Obviously, the Ox is the workhorse in the Zodiac representing labor and power. Its existence is about resilience and restraint, it does not complain even if it suffers immensely. The Ox is about honest hard work, duty and discipline. The Ox is tough and patient and does not buckle under pressure. The Ox never gives up.
Metal is also tough. It is resilient, durable and becomes even more so when worked on -- Iron becomes stronger with forging. There is a saying in Turkish, “işleyen demir ışıldar,” which literally means that “iron that works, shines.” It is similar in meaning with an English saying, “a rolling stone gathers no moss.”
It seems that the dual durability of ox and metal will make 2020 a year of resilience.
I hope their combined power will mend the scars of the past year. Many sources on Chinese astrology say that it is a time to keep a low profile, be humble and modest, and keep heads down. This last suggestion reminds me of the recent Istanbul’s Boğaziçi University incidents. Well, all I can wish for the students and academics is the power of the Ox, to have all the patience they need and not buckle under pressure.
So, it is time to be a humble working bee. As the Ox looks down and toils by plowing fields, it is time to look down, but not to obey and surrender, but to be able to look up again and see the bright sky of the future. As it is the year of work and labor, get working on making your dumplings, it will bring luck and charm in your life. Keep calm and carry on!
Recipe of the Week: Dumplings are a delight of Chinese New Year, so it is worth the effort. Do not forget to put a coin in one of the dumplings; the lucky one will get all the fortune in the coming year.

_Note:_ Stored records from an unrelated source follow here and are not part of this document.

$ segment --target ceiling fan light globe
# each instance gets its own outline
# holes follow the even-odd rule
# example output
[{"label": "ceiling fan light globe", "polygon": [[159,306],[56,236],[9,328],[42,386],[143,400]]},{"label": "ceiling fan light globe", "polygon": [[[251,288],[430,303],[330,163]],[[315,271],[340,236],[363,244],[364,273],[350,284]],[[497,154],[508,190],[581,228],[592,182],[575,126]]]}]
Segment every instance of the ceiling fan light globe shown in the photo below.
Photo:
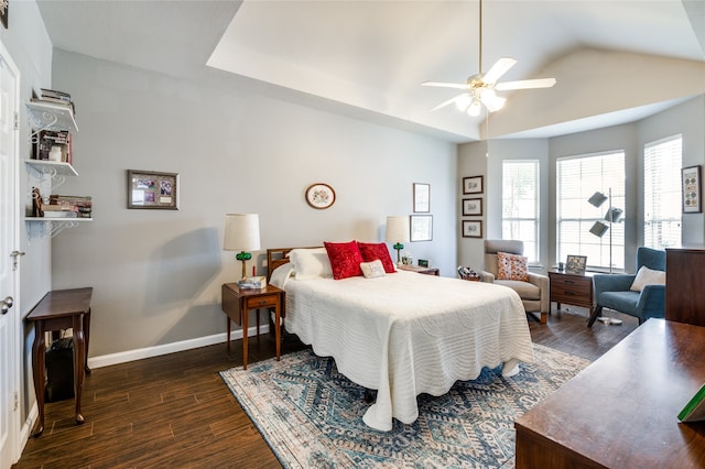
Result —
[{"label": "ceiling fan light globe", "polygon": [[477,117],[480,114],[481,105],[480,101],[474,100],[469,108],[467,108],[467,114],[470,117]]},{"label": "ceiling fan light globe", "polygon": [[460,112],[465,112],[468,106],[470,106],[471,98],[468,95],[463,95],[458,97],[455,101],[455,106],[458,108]]}]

First, start with the dough for the dumpling. Put 500 grams of flour, 350 ml cold water and ¾ teaspoon salt in a bowl and knead well till elastic and bouncy -- the dough must be tough (just like the Ox), yet pliable. Cover the dough with a damp cloth and let it rest while you prepare the filling.
For the filling, wash a small bunch of spinach, about 350-400 grams, and blanch in boiling water for about two minutes. Drain and run under cold water. Squeeze by both hands to remove excess moisture and chop finely. Mince a clove of garlic or two, add about 1 tablespoon of fresh ginger and finely chopped 2-3 spring onions. Mix them with 500 grams of minced meat and the chopped spinach. Add 1 teaspoon each of salt and sugar, black and white pepper to taste and five tablespoons of soy sauce. Mix well.

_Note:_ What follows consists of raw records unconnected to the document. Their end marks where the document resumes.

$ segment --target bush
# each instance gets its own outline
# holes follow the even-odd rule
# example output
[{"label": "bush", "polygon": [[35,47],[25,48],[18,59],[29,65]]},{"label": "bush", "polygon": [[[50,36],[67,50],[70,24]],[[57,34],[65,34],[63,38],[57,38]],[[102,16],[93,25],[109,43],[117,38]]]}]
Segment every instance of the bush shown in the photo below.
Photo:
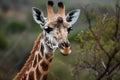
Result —
[{"label": "bush", "polygon": [[8,41],[6,37],[0,33],[0,50],[7,48],[8,46]]},{"label": "bush", "polygon": [[26,29],[25,23],[14,21],[7,26],[6,31],[10,33],[16,33],[16,32],[22,32],[25,29]]}]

To make the dumplings, roll the dough into about a 2-centimeter thick roll. Cut it into 80-90 pieces.
On a counter dusted with flour, roll each piece into saucer-sized disks, about 6-7 centimeters in diameter, stack under a damp cloth, and lightly dusted with flour to avoid sticking. Fill and fold into a “D” shape, folding the edges in an overlapping manner. The shape symbolizes ancient Chinese gold nuggets and is believed to bring wealth and prosperity. Boil the dumplings in batches of 8-10 at a time for about 10-12 minutes in salt water. The trick in boiling the dumplings is, when the dumplings are thrown in the water, the water will briefly stop boiling, when it comes to the boil again, throw in a ladle of cold water, and when it comes to the boil again, repeat the process two more times. By this method, you will be able to make sure that the meat filling will be thoroughly cooked. Serve with a garlic and vinegar sauce made by mixing five cloves of minced garlic with a small cup of rice vinegar, or make a soy sauce dip by adding 3-4 tablespoons of rice vinegar to half a cup of soy sauce, and add a generous pinch of minced spring onions, garlic, ginger and sugar to it.